A fund executive in Singapore, who did not wish to be identified, said it is likelythat “with every rise, foreign investors could book profit and take their money out of Asian equities”. According to him, Western investors will start refocusing on their home markets and there could be a shift in the way fundamental valuations of equity—now largely based on price to earnings, or P-E, multiples—are assessed.
“There is no rule that P-E multiples should be at least in their teens,” he said.
Across Asia, all key markets, with the exception of China and India, saw strong gains on Tuesday. The Shanghai Composite index was down 2.7%.
Japanese markets, which remained shut when world markets roared on Monday, caught up and the Nikkei posted its biggest ever single-day gain, about 14%. Korea’s Kospi gained more than 6%, while the Taiwanese index rose more than 5%. In Hong Kong and Australia, markets gained more than 3%.
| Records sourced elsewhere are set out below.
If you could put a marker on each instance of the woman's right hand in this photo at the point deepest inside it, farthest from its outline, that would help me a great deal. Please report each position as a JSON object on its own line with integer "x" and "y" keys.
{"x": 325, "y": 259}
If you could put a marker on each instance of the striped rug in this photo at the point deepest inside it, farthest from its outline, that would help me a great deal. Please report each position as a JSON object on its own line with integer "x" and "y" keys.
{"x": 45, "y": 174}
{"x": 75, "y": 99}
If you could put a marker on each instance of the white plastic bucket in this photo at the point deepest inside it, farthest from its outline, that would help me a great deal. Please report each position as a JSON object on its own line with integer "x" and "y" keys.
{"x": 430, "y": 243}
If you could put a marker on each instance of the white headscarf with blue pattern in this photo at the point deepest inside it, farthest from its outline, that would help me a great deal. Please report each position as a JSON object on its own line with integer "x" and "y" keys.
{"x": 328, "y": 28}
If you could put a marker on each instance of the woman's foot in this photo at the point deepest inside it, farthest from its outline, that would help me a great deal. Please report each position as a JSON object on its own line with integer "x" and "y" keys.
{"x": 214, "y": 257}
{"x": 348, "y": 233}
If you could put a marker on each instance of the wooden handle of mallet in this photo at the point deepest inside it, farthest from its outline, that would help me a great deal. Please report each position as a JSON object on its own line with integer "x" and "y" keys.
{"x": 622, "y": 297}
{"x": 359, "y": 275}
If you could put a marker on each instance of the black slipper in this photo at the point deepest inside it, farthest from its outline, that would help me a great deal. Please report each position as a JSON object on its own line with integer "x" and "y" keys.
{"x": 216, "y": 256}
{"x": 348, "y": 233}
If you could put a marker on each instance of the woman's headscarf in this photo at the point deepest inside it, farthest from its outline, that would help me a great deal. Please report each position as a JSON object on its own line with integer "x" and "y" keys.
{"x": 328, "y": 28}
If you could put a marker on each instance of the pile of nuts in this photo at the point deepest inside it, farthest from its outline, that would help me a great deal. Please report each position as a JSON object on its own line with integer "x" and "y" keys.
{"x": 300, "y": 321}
The Dow Jones Industrial Average, which was up more than 400 points after the opening bell, was down 47 points, or 0.5%, at 9,340.73 at 8.45pm Indian time. On Monday, the index rose a record 936.42 points, or 11.08%, to 9,387.61.
The rupee rose 0.4% to 48.08 per dollar after European governments committed $1.8 trillion (Rs85.86 trillion) to guarantee bank loans and buy stakes in lenders. The Bush administration will invest about $125 billion in nine of the biggest US banks, according to people briefed on the plan.
Ten-year government bonds declined the most in almost three weeks on speculation that policymakers will cut the amount of debt banks are required to hold to free up cash. Yield on the benchmark 8.24% note due April 2018 climbed 15 basis points to 7.94%. A basis point is one-hundredth of a percentage point.
Bloomberg contributed to this story.